People living downstream from Lop Buri’s Pasak Jolasid Dam have been warned to brace for flooding today and tomorrow, as the dam will discharge more than 700 cubic metres of water per second on both days.

The Bangkok Metropolitan Administration (BMA) has said the situation is worrisome, as the province is just 150 kilometres away.

“The level of the Chao Phraya River around Pak Klong Talad in Bangkok is about 1.97 metres above mean sea level,” Adisak Khantee said yesterday in his capacity as chief of the BMA’s Drainage and Sewerage Department.

Flood barriers alongside most of the river’s stretch in Bangkok stand 2.5-3 metres above mean sea level.

As of press time, the level of flood waters in Lop Buri’s Chai Badan district was rising fast because of water discharged from the dam. Adisak said the BMA was also paying close attention to rising water levels in Nakhon Nayok and Prachin Buri.

“We have to watch out for Bangkok’s eastern zones,” he |said.

He said the BMA had asked the Royal Irrigation Department to divide the excess water between the Chao Phraya and Bang Pakong rivers.

Adisak said that if Nong Chok, Min Buri and Klong Sam Wa districts suffered from huge amounts of water, Bangkok’s inner city might also face an impact.

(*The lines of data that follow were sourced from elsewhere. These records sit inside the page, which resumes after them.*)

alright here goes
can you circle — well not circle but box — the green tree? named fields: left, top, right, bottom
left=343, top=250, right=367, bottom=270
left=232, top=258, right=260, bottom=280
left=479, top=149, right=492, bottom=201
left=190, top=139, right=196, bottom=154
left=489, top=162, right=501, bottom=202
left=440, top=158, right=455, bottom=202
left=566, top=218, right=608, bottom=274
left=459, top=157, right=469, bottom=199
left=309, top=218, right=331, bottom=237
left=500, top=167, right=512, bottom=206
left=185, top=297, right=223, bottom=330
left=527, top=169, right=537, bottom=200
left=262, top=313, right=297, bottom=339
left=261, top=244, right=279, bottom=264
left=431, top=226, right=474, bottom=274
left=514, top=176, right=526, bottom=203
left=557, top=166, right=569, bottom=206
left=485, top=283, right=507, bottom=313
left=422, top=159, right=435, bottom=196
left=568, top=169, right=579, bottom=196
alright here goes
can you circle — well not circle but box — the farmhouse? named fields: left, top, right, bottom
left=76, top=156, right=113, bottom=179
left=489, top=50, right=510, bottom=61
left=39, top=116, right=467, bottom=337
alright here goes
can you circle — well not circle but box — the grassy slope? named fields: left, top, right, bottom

“If that happens, we will need to channel some water into the Saen Saeb Canal that runs through the inner zone,” he said.

Banharn Silapa-archa, chief adviser to the agriculture minister, said Bangkok might be flooded for a day or two, though he predicted that the situation for riverside communities in Pathum Thani would be worse.

“They should be prepared,” he said, pointing out that the Pasak Jolasid Dam needed to discharge a huge amount of water every day because its was already 110 per cent full.

The Pasak River is a tributary of the Chao Phraya, which runs through Pathum Thani, Nonthaburi Bangkok and Samut Prakan before draining into the sea.

Floods, meanwhile, have ravaged 28 provinces, with Prachin Buri’s Kabin Buri district suffering the worst inundation in 24 years.

In Chon Buri, a part of the Amata Nakorn Industrial Estate was flooded, but it did not affect the operation of any of the factories there.

The State Railway of Thailand has suspended services in Nakhon Ratchasima, announcing that there will be no trains running between Klongkananjit and Klongpai stations in Sikhiu district as the tracks were under 10 to 15 centimetres of water. SRT said the service would remain suspended until water levels dropped.

Trains between Ban Dong Bang and Kabin Buri stations in Prachin Buri have also been halted because of flooding. The Bangkok-Aranyaprathet and Bangkok-Kabin Buri trains will now terminate at the Prachin Buri station.